Judge Belinda Hill's ruling ended the case against Arkema Inc. CEO Richard Rowe, but the company and another employee are still on trial.
Rowe had been charged with the reckless emission of an air contaminant related to the blaze at the Pennsylvania-based company’s chemical plant in Crosby, northeast of Houston. The blaze caused organic peroxides made at the facility to catch fire and explode. The fire forced the evacuation of more than 200 residents from the area and sent 21 people, including first responders, to the hospital.
On Wednesday, Hill ruled that prosecutors had failed to provide enough evidence to prove to jurors that Rowe was guilty of what he was accused of doing, said Rowe's attorney, Tim Johnson.
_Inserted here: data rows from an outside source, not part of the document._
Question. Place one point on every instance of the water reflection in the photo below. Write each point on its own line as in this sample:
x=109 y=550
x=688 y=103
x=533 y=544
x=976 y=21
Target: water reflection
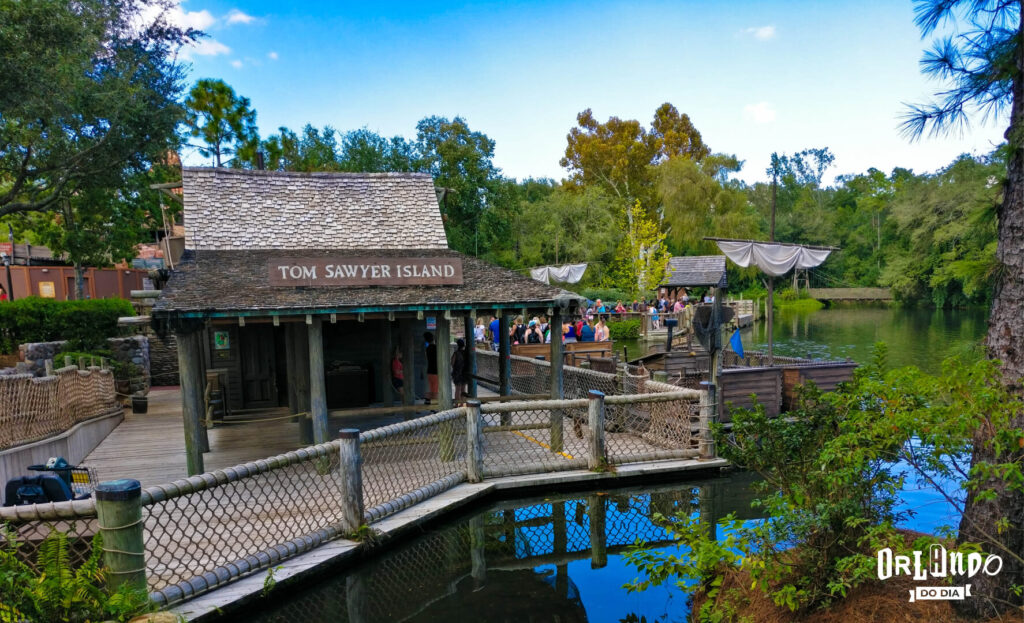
x=915 y=337
x=556 y=557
Hill’s ruling came a day after prosecutors rested their case.
Rowe, who lives in Pennsylvania, is relieved the case against him is over because he “didn’t do anything that was wrong in any way, means or manner,” Johnson said.
“This was probably the most ill-conceived prosecution that I have ever experienced in my 35 years practicing law,” he said.
Dane Schiller, a spokesman for the Harris County district attorney’s office, said the ruling “does not change the facts regarding what the company did.”
The trial was set to resume on Thursday, as Arkema and former plant manager Leslie Comardelle each face the same charge Rowe had faced. If convicted, Arkema faces up to a $1 million fine and Comardelle could be sentenced to up to five years in prison.
Prosecutors allege that Arkema, a subsidiary of a French chemical manufacturer, and its employees failed to properly prepare the company’s chemical plant ahead of Harvey’s arrival.
Arkema has argued that the fire was caused by an act of God, which is the hurricane, and could not have been prevented. Harvey dumped nearly 50 inches (127 centimeters) of rain in parts of the Houston area and caused 36 deaths locally.
Legal experts have said that prosecutors could have a difficult time during the trial proving that the actions by Arkema and its employees were willful and reckless.
The U.S Chemical Safety Board said Arkema worked to keep equipment that stabilized its organic peroxides, used to make such things as plastic resins, from losing power. But Arkema didn’t consider flooding of its safety systems “a credible risk,” even though the plant was inside a flood zone.
At the request of prosecutors, Hill earlier this month dismissed felony assault charges against Arkema and now retired vice president of logistics, Michael Keough, that were related to injuries two deputies suffered during the fire. Hill has also sanctioned prosecutors over withholding evidence in the case.
The trial resumed last week following a six-month delay because of the coronavirus pandemic.
Due to the pandemic, the trial is being held in a courtroom that has been set up at NRG Arena, a large exhibition hall that usually hosts concerts and special events including the city’s annual livestock show and rodeo. The public is being allowed to watch the trial through a livestream from a courtroom in the downtown criminal courthouse.